My father was a strong presence and we still feel his presence in many ways.  Sometimes it feels like he is just taking a sabbatical.  My mother is the custodian of my father's memory within our family. Frequently she says, "you are your father's daughter" and the reliance she placed on him is often shifted to me as his proxy.   It makes me wish I had known him better or perhaps differently, more like I might know a friend.  Each relationship between two people is unique to those two people and even then not static.  It changes through time and as both people grow and change, creating many permutations. When I talk about my father with my siblings, I realize how even within a family we take away different perceptions filtered through who we are and our unique relationship.  When I was younger, my father and I used to do battle, but I always felt his respect for me for holding my ground and asserting myself.  My dad admired backbone and knowing him strengthened mine.

It is different with one parent.  We pay closer heed, checking in with regularity.  Aware that time is limited and precious.  The responsibility of children deepens when only one parent is left.  Since my father's death my sister and I call my mother each day, me in the morning, she at night, my brother's calls scatter in between.  My mom is an easy person.  Happy to be alive and grateful for little joys.

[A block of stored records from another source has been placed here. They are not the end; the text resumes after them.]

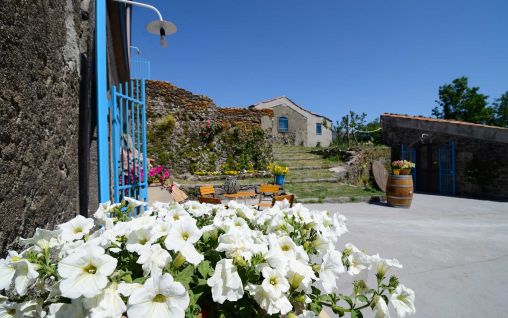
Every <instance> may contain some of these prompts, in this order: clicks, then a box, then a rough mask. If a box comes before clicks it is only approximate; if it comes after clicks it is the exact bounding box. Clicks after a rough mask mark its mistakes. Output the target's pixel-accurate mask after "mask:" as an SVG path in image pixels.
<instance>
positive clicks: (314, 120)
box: [307, 115, 332, 147]
mask: <svg viewBox="0 0 508 318" xmlns="http://www.w3.org/2000/svg"><path fill="white" fill-rule="evenodd" d="M324 122H326V124H323V123H324ZM307 123H308V126H307V145H308V146H309V147H314V146H317V145H318V144H319V145H320V146H321V147H328V146H329V145H330V143H331V142H332V130H331V129H330V127H332V123H331V121H329V120H326V119H324V118H323V117H319V116H315V115H311V116H310V117H309V119H308V121H307ZM318 123H320V124H321V135H317V134H316V124H318Z"/></svg>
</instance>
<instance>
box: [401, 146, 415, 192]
mask: <svg viewBox="0 0 508 318" xmlns="http://www.w3.org/2000/svg"><path fill="white" fill-rule="evenodd" d="M400 160H408V161H411V162H413V163H414V164H415V165H416V148H409V147H408V146H407V145H404V144H402V145H400ZM411 174H412V175H413V191H416V168H415V169H413V171H412V172H411Z"/></svg>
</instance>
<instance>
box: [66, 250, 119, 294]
mask: <svg viewBox="0 0 508 318" xmlns="http://www.w3.org/2000/svg"><path fill="white" fill-rule="evenodd" d="M116 264H117V260H116V259H115V258H113V257H111V256H109V255H106V254H105V253H104V249H103V248H102V247H99V246H96V245H92V244H85V245H83V246H82V247H81V248H80V249H79V250H78V251H76V252H75V253H73V254H71V255H69V256H67V257H66V258H64V259H62V260H61V261H60V263H59V264H58V273H59V274H60V276H62V281H61V282H60V291H61V292H62V296H64V297H68V298H71V299H76V298H78V297H80V296H85V297H94V296H97V295H98V294H99V293H100V292H101V290H102V289H104V288H105V287H106V285H107V284H108V276H109V275H111V274H112V273H113V272H114V271H115V268H116Z"/></svg>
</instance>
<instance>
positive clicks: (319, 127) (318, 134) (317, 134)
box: [316, 123, 322, 135]
mask: <svg viewBox="0 0 508 318" xmlns="http://www.w3.org/2000/svg"><path fill="white" fill-rule="evenodd" d="M321 129H322V127H321V123H317V124H316V135H321Z"/></svg>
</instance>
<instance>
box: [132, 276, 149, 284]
mask: <svg viewBox="0 0 508 318" xmlns="http://www.w3.org/2000/svg"><path fill="white" fill-rule="evenodd" d="M145 281H146V277H138V278H136V279H135V280H133V281H132V282H133V283H138V284H143V283H144V282H145Z"/></svg>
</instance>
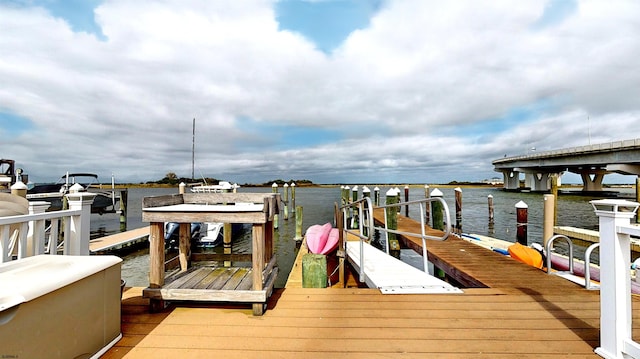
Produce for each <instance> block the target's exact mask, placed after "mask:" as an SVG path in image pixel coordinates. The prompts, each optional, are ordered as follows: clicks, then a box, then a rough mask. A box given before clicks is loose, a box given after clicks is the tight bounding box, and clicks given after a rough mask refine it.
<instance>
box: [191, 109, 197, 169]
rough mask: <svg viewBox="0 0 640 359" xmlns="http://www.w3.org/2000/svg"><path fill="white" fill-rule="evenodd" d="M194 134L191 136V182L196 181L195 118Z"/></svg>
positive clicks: (194, 121)
mask: <svg viewBox="0 0 640 359" xmlns="http://www.w3.org/2000/svg"><path fill="white" fill-rule="evenodd" d="M191 127H192V129H193V133H192V134H191V181H193V180H194V179H195V177H194V174H193V171H194V167H195V162H196V119H195V117H194V118H193V126H191Z"/></svg>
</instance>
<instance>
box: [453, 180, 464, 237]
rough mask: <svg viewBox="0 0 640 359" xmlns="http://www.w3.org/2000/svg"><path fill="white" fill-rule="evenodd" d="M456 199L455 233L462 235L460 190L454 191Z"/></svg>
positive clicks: (461, 215) (455, 197) (455, 188)
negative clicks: (455, 222)
mask: <svg viewBox="0 0 640 359" xmlns="http://www.w3.org/2000/svg"><path fill="white" fill-rule="evenodd" d="M454 192H455V198H456V232H457V233H458V234H462V188H460V187H456V188H455V189H454Z"/></svg>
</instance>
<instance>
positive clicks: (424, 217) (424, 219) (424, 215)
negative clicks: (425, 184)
mask: <svg viewBox="0 0 640 359" xmlns="http://www.w3.org/2000/svg"><path fill="white" fill-rule="evenodd" d="M430 197H431V194H430V193H429V185H428V184H426V185H424V198H427V199H429V198H430ZM424 223H431V206H425V209H424Z"/></svg>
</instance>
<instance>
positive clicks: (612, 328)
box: [591, 199, 638, 358]
mask: <svg viewBox="0 0 640 359" xmlns="http://www.w3.org/2000/svg"><path fill="white" fill-rule="evenodd" d="M591 205H592V206H593V208H594V210H595V213H596V215H597V216H598V222H599V228H600V263H607V265H604V266H601V267H600V346H599V347H597V348H596V349H595V352H596V354H598V355H600V356H602V357H604V358H631V357H634V358H637V357H638V356H637V355H628V354H631V353H630V352H632V353H636V354H637V353H638V343H636V342H635V341H633V338H632V334H633V325H632V324H633V323H632V319H633V310H632V309H633V307H632V304H631V283H630V280H631V275H630V273H629V267H630V265H631V263H630V262H631V255H630V238H631V236H630V235H629V233H630V232H629V231H628V230H627V231H625V229H627V228H629V227H630V225H631V218H633V216H634V215H635V212H636V211H637V209H638V203H635V202H630V201H625V200H616V199H602V200H595V201H591ZM625 227H626V228H625ZM620 229H622V230H620ZM619 232H623V233H619ZM634 232H637V230H635V231H634ZM627 350H629V351H630V352H627ZM623 352H626V354H625V353H623Z"/></svg>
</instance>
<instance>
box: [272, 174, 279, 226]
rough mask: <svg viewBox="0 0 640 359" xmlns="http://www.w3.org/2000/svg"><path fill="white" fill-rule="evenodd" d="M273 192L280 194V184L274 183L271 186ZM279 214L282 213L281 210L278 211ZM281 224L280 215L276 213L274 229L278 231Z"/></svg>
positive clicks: (274, 192) (274, 218)
mask: <svg viewBox="0 0 640 359" xmlns="http://www.w3.org/2000/svg"><path fill="white" fill-rule="evenodd" d="M271 192H273V193H278V184H277V183H275V182H273V184H272V185H271ZM278 212H280V210H278ZM279 222H280V215H279V214H278V213H276V214H275V215H274V216H273V229H278V227H279Z"/></svg>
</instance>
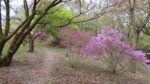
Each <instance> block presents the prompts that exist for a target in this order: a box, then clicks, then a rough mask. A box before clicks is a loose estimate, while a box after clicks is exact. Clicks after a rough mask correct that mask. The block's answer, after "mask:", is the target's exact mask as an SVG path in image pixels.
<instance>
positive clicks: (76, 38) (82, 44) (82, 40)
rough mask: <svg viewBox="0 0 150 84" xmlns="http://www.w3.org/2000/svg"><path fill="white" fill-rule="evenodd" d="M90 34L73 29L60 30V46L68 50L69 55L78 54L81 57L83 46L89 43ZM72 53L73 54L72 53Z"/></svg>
mask: <svg viewBox="0 0 150 84" xmlns="http://www.w3.org/2000/svg"><path fill="white" fill-rule="evenodd" d="M91 36H92V33H90V32H84V31H78V30H75V29H69V28H62V29H61V31H60V38H61V44H62V45H64V46H65V47H67V48H69V52H68V53H70V54H69V55H71V54H74V53H78V55H83V53H84V50H85V46H86V45H87V43H88V42H89V40H90V38H91ZM72 52H74V53H72Z"/></svg>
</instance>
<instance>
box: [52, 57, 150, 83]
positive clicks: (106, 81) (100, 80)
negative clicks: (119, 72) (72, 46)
mask: <svg viewBox="0 0 150 84" xmlns="http://www.w3.org/2000/svg"><path fill="white" fill-rule="evenodd" d="M51 76H52V77H53V78H52V82H53V83H52V84H150V81H147V80H146V79H145V78H143V76H140V74H132V73H129V72H126V73H123V74H111V73H109V72H108V71H106V70H105V69H103V67H100V65H99V63H96V62H91V61H87V60H86V61H85V60H79V59H74V60H72V59H71V60H70V59H69V60H64V61H62V62H60V63H58V64H56V65H54V66H53V70H52V71H51Z"/></svg>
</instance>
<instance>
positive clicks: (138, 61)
mask: <svg viewBox="0 0 150 84" xmlns="http://www.w3.org/2000/svg"><path fill="white" fill-rule="evenodd" d="M86 53H87V54H91V55H88V57H92V58H94V59H95V60H101V61H103V63H104V64H105V66H106V67H107V68H108V69H109V70H110V71H111V72H113V73H116V72H119V71H121V72H122V71H124V70H127V67H128V65H129V63H130V61H129V60H130V59H134V60H135V61H136V62H140V63H142V64H144V65H145V64H146V63H145V57H144V56H145V53H143V52H142V51H136V50H134V49H133V48H131V47H130V45H129V44H128V43H126V42H125V41H123V33H121V32H119V31H118V30H116V29H112V28H104V29H102V30H101V34H98V35H97V36H93V37H92V38H91V40H90V41H89V43H88V44H87V46H86ZM146 67H147V66H146Z"/></svg>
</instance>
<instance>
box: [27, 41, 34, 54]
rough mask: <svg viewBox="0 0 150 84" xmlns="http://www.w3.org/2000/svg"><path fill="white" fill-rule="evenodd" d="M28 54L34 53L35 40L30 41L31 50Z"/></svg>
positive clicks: (29, 48)
mask: <svg viewBox="0 0 150 84" xmlns="http://www.w3.org/2000/svg"><path fill="white" fill-rule="evenodd" d="M28 52H30V53H33V52H34V40H33V39H30V41H29V50H28Z"/></svg>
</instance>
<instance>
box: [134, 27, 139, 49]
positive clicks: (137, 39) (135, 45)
mask: <svg viewBox="0 0 150 84" xmlns="http://www.w3.org/2000/svg"><path fill="white" fill-rule="evenodd" d="M140 32H141V31H140V30H139V29H136V30H134V42H133V47H134V48H135V49H138V47H139V46H138V45H139V37H140Z"/></svg>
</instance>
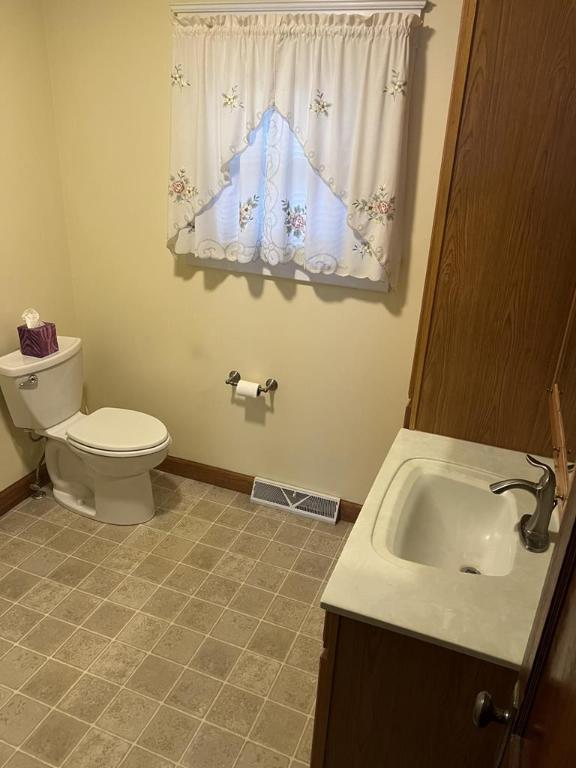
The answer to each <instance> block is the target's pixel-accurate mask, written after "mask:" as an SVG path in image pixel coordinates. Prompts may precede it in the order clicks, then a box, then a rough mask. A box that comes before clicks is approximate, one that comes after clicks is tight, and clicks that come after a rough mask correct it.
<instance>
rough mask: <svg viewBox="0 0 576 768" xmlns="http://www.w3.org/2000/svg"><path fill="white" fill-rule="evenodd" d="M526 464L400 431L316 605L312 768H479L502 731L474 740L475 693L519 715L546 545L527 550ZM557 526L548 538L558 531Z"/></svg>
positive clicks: (429, 435)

We have a woman who comes in for a few hours several days a week to help her with things.  She has become quite fond of Sally and enjoys her company. My mom used to ride an exercise bike in the evening, but that had fallen by the wayside.  One day not long ago my mother announced that she had decided to start to bike again.  She had Sally help her arrange the two exercise bikes downstairs so on her visits they could bike together.  I love that my 86 year old mother does that.  She is preparing for our trip to Israel for which I had cautioned her mobility will be important.  She is highly motivated for this trip of a lifetime.  After that she says any additional time will be gravy or the grave. To which I add, "No hurry".

1 comment:

  1. Thank you for sharing this lovely piece, Susan. Our love for our parents is primal. And the void that is left is never to be filled. I have found, over the years since my parents' passings that the wounds get smaller but never fully heal.

    It's wonderful that your mother is seizing control of her life beyond the one she shared with your father. Her positive attitude will make your coming years together much easier for all.